I made sort of a mess of things, though. They sell special wax-applying gizmos, but I don’t want no stinkin’ gizmos. I melted my wax in a glass measuring thingy that I’d placed in a pan of boiling water. Problem is, spits of wax splattered the stove and the countertops, and Deb’s freaky freaky about keeping those things spotless. It took me forever to clean it off. I can see already that I’m gonna have to buy a little hotplate and do all this work in the basement at my workbench.

Here are the globby frames. My bees have to be very patient with me.

popsicle sticks on foundationless frames
popsicle sticks on foundationless frames

Also, I mowed a nice, wide path to the bee yard. Poison Ivy in the path had become an issue. Every time I took someone to see the bees I had to ask, “How are you with Poison Ivy?” Invariably everyone stood there like a frozen sissy. So, I mowed the sissies a swath.

new path to the bee yard


Even with the one hive of bees dead, I’m so so eager to get started with this stuff again. I’ve now got a basement brimming with pretty brood boxes, supers, bottom boards, inner covers, outer covers, feeders…and there’s nothing I can do with any of it until spring…meaning March or April. Okay…I need to settle down a bit because it’s only January.

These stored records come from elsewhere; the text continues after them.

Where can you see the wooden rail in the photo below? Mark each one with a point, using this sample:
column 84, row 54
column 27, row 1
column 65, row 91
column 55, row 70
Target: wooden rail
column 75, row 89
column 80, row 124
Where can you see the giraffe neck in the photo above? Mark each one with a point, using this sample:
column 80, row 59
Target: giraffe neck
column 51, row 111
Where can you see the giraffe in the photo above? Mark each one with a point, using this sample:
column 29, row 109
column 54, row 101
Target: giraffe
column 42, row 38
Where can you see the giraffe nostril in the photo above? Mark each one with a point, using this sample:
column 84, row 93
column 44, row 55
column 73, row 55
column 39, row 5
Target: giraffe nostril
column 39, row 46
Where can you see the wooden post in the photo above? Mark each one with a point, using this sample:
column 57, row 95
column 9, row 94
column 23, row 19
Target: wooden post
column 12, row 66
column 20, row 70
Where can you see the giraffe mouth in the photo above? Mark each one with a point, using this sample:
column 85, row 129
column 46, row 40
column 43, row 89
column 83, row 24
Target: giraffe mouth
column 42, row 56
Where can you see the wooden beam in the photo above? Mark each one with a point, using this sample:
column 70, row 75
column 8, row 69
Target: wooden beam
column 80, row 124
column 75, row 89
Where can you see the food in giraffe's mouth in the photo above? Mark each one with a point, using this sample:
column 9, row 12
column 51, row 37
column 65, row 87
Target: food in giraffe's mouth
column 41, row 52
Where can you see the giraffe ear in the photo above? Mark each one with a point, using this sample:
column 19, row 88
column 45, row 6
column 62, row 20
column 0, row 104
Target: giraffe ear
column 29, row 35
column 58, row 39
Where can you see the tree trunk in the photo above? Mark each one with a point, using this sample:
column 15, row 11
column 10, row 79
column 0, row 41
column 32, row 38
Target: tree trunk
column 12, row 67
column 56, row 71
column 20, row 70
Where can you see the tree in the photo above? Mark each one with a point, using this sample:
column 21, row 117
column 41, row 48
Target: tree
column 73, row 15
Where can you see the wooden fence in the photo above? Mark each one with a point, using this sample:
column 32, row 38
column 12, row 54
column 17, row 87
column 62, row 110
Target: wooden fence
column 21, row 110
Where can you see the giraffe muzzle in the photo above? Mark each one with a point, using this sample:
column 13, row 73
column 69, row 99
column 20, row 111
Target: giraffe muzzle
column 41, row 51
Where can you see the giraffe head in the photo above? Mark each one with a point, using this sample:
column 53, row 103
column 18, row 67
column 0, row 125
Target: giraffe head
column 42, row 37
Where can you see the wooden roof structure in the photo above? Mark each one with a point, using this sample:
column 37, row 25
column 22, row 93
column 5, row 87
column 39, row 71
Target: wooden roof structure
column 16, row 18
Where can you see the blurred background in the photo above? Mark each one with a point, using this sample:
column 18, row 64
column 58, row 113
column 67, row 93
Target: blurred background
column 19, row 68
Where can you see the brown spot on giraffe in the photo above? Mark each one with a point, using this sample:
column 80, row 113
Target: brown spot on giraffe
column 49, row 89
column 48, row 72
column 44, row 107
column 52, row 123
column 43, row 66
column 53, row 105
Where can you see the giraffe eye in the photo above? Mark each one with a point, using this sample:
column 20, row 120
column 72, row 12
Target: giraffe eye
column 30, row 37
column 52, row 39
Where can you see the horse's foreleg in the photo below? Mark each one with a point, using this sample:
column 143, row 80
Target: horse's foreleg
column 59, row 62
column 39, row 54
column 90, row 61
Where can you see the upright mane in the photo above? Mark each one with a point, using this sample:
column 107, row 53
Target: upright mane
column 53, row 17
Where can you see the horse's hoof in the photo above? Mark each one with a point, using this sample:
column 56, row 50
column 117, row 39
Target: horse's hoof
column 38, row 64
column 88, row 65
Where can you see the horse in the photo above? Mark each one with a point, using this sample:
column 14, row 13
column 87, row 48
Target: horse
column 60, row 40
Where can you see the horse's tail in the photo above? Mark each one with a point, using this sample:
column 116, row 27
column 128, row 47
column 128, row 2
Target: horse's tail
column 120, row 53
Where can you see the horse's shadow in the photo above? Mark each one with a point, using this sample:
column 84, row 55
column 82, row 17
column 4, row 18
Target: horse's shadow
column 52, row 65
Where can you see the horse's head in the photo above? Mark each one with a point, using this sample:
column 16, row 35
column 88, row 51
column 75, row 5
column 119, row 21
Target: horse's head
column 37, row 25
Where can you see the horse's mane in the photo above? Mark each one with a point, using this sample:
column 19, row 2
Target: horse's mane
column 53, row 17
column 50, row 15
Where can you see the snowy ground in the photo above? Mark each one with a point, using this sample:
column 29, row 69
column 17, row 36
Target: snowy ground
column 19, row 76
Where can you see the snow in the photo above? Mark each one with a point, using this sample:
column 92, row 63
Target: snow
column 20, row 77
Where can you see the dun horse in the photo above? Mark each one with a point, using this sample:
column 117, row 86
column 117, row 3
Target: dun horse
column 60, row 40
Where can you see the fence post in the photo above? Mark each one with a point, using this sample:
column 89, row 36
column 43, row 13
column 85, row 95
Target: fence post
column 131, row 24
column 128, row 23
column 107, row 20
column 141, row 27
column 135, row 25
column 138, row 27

But it’s the end of January. Which means it’s almost February. Which means my one sweet Amazon queen will begin laying her eggs. Which means there will then be new bees. Which means the possibility of swarming. YIPPEE.

I mean, really, it was quite affirming to see those girls so busy in that box yesterday. It warmed my heart. I want a yard and a garden full of them.

I like the guy in this video. He’s one of those hearty Minnesotans (if you’ve never been to Minnesota, trust me…GO!). I like the way his bee yard looks. I like the way he’s set up his hives (mine aren’t set up this way, but I might do it in the future). I like his attitude. Maybe I’ll go to Minnesota to meet him.